In the end, a total of 5,753 cases were enrolled in this study. The incidence of preeclampsia was 14.7% (n=847) and the overall incidence of BPD was 34.9%. Infants with maternal preeclampsia had a higher gestational age, higher incidence of cesarean section and being small for their gestational age, lower incidence of respiratory distress syndrome, patent ductus arteriosus, and sepsis. BPD occurred significantly less frequently in the maternal preeclampsia group (24.1% vs. 36.7%; adjusted odds ratio: 0.78; 95% confidence interval, 0.62-0.98). Subgroup analysis showed that the association between preeclampsia and BPD was significant only in those VLBW infants with a gestational age between 31-34 weeks.
This data supports the association between fetal exposure to maternal preeclampsia and a reduced risk of BPD in relatively mature VLBW infants.

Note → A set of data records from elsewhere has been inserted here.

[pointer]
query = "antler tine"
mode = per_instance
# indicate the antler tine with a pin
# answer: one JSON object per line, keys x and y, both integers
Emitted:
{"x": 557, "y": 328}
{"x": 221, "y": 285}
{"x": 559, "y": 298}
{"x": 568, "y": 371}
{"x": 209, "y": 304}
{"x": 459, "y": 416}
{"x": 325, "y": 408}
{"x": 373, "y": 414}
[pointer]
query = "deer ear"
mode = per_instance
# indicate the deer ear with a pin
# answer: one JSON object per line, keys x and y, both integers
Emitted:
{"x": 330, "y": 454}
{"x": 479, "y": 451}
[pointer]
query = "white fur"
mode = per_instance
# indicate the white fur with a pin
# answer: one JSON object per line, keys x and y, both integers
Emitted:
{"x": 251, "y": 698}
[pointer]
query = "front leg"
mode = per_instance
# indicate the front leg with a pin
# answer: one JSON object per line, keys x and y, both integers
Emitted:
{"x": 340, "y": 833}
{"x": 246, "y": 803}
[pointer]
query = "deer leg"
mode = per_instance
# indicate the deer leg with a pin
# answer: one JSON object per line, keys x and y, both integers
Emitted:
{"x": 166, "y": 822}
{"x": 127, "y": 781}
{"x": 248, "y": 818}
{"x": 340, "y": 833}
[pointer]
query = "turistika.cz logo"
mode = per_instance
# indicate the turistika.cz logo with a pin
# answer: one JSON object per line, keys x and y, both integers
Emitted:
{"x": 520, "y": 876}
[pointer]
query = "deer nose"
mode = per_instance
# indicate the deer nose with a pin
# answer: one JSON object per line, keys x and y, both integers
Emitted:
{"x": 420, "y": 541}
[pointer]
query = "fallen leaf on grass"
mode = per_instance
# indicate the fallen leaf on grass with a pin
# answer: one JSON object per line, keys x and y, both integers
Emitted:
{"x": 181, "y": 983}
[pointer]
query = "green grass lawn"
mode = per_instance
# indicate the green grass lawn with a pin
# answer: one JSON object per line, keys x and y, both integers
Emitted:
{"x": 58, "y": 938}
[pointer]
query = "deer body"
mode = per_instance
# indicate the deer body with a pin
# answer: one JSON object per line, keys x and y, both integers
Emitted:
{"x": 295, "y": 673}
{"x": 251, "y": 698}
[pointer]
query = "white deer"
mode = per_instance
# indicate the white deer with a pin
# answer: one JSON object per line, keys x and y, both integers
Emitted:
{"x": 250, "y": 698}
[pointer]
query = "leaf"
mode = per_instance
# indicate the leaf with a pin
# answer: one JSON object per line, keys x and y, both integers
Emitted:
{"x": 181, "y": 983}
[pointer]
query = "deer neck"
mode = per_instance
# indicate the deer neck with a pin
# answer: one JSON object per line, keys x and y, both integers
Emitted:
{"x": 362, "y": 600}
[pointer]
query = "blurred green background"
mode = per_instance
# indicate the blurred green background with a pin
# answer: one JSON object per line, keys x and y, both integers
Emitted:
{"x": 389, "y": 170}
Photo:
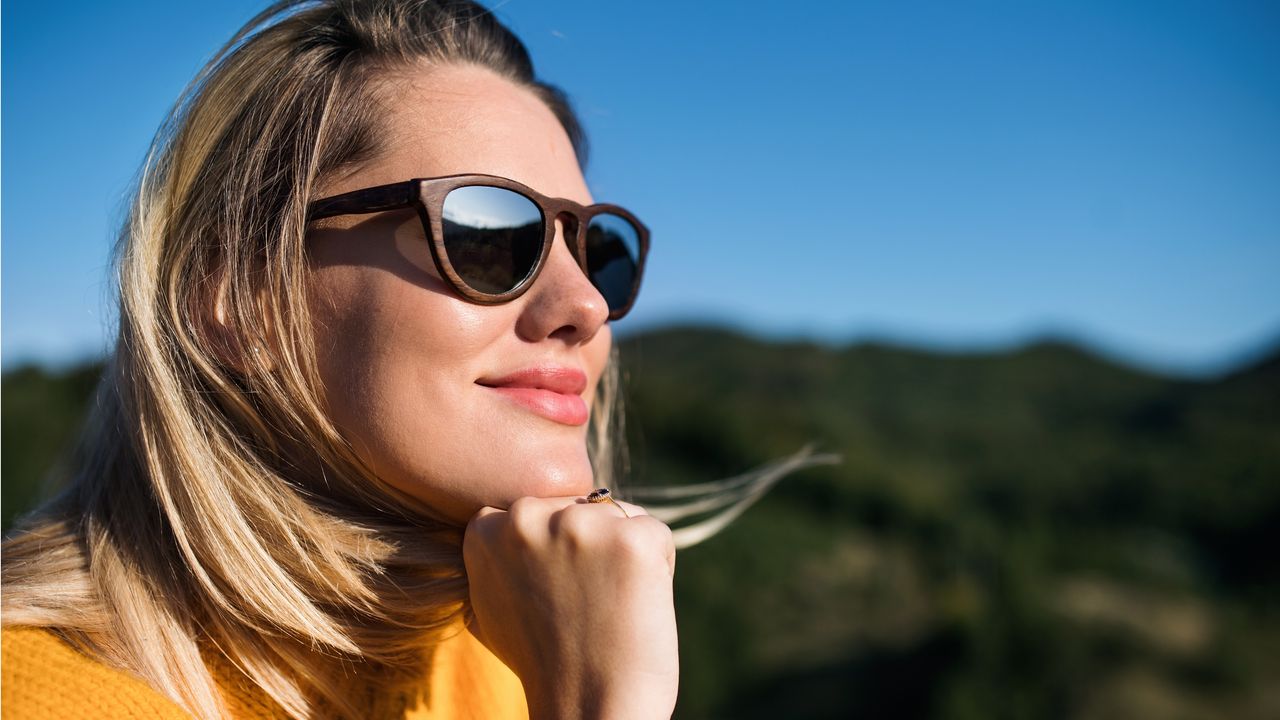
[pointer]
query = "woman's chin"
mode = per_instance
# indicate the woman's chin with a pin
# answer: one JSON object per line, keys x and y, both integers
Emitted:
{"x": 549, "y": 478}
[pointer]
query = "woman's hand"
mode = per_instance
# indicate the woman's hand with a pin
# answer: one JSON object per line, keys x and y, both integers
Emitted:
{"x": 577, "y": 601}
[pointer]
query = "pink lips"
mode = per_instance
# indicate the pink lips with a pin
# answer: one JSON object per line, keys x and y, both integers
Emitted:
{"x": 553, "y": 392}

子痫前期仍然是孕产妇死亡和早产的主要原因。子痫前期和早产儿支气管肺发育不良(BPD)都与血管生成受损有关。然而,母体子痫前期与 BPD 之间的关系仍存在争议。本研究旨在检测子痫前期是否与早产儿队列中 BPD 的发生有关。
我们进行了一项回顾性队列研究,评估了 1997 年至 2006 年期间在台湾早产儿基金会注册的极低出生体重(VLBW)婴儿中,子痫前期与 BPD 风险之间的关联。台湾所有 21 个新生儿科均参与了数据收集。该数据库共登记了 8653 名 VLBW 婴儿。排除标准包括先天性异常、染色体异常、在妊娠后 36 周(PCA)前死亡的婴儿,以及无法确定 BPD 状态的婴儿。BPD 定义为出生后 36 周时需要吸氧。使用多变量调整的逻辑回归模型评估母体子痫前期与 BPD 之间的关联。
最终,共有 5753 例病例纳入本研究。子痫前期的发生率为 14.7%(n=847),BPD 的总发生率为 34.9%。患有母体子痫前期的婴儿胎龄更大,剖宫产率更高,且胎儿小于胎龄的比例更低,呼吸窘迫综合征、动脉导管未闭和败血症的发生率更低。母体子痫前期组的 BPD 发生率明显较低(24.1%比 36.7%;调整后的优势比:0.78;95%置信区间:0.62-0.98)。亚组分析显示,子痫前期与 BPD 之间的关联仅在胎龄为 31-34 周的 VLBW 婴儿中具有统计学意义。
本数据支持胎儿暴露于母体子痫前期与相对成熟的 VLBW 婴儿中 BPD 风险降低之间的关联。